# Found this Polaroid stuff in my garage



## stsinner (Dec 8, 2008)

These things were in my garage when I bought my house..  Anyone know the approximate vintage?  The bellows seems to be in perfect shape.


----------



## PatrickHMS (Dec 8, 2008)

My closest guess would be late 1950's to early 1960's, but I remember a #261 flash that came with it.

Your #268 flash might be slightly later vintage than is the camera.

On your last shot, does the 5/70 indicate May of 1970?


----------



## stsinner (Dec 8, 2008)

PatrickHMS said:


> On your last shot, does the 5/70 indicate May of 1970?



Sounds reasonable, but I would have no idea.. Is that the actual film?  There are three of those.


----------



## PatrickHMS (Dec 8, 2008)

stsinner said:


> Sounds reasonable, but I would have no idea.. Is that the actual film?
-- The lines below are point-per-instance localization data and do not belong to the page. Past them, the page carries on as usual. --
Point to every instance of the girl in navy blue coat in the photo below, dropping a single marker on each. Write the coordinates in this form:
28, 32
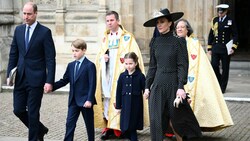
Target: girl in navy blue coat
129, 99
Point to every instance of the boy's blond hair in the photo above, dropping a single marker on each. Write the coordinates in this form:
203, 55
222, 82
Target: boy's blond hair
79, 44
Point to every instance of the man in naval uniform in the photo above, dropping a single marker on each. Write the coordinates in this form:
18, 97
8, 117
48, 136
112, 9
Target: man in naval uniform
223, 30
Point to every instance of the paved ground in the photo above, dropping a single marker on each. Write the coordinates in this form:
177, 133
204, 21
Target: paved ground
54, 109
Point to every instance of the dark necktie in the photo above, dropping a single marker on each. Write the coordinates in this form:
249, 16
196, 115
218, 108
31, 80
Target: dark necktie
27, 37
77, 68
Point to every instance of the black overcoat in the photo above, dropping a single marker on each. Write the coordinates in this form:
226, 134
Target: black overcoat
130, 100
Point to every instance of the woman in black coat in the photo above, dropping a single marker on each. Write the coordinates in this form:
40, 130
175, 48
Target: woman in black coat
165, 80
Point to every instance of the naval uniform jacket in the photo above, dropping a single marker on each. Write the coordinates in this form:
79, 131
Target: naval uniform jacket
221, 33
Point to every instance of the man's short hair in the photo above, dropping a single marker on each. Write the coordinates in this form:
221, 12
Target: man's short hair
113, 13
79, 44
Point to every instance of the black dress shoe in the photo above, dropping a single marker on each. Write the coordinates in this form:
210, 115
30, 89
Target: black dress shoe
107, 134
44, 131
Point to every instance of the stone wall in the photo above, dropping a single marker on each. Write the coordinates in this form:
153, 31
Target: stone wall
85, 19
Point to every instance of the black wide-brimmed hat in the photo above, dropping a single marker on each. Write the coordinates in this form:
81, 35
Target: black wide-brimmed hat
163, 13
222, 7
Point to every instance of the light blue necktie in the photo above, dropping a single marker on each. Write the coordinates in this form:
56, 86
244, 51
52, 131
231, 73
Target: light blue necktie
77, 68
27, 37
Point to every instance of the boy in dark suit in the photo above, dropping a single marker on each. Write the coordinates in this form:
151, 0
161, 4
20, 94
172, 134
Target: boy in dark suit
81, 74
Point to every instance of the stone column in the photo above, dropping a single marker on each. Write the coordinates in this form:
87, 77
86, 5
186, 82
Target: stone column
60, 25
6, 22
101, 20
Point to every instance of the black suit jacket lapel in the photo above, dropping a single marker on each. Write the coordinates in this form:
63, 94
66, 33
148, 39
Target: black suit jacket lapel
81, 68
33, 36
22, 37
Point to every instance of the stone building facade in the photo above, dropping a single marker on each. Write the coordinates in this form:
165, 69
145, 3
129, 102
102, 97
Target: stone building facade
85, 19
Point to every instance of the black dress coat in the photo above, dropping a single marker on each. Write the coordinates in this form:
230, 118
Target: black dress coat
168, 69
130, 100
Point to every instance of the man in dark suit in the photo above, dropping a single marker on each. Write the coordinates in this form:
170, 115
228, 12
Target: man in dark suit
33, 52
81, 75
222, 31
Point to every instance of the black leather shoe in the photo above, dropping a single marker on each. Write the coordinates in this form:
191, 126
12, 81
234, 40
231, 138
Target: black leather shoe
44, 131
107, 134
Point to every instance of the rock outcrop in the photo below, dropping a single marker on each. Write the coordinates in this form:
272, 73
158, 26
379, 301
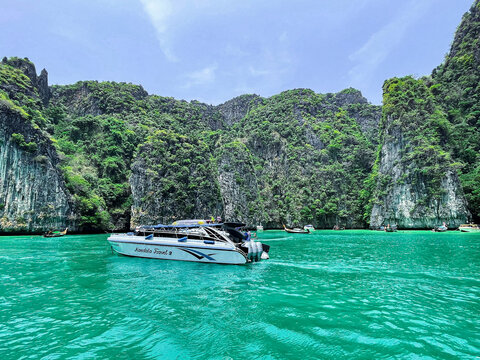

There are three of those.


 
I doubt that it is the actual film, unless it comes in some kind of foil wrapping.

Almost looks like some kind of a sleeve or evnelope that you can use to mail in and order reprints.  Hard for me to tell what you have when you can get a much better look at it than I can.


----------



## Mitica100 (Dec 8, 2008)

Polaroid 80 was made in 1954. Some people convert them to take 120 film.


----------



## compur (Dec 9, 2008)

You can get more info on The Land List:
http://www.rwhirled.com/landlist/landhome.htm


----------



## stsinner (Dec 9, 2008)

Yep, made in the 50's.  Thanks.


----------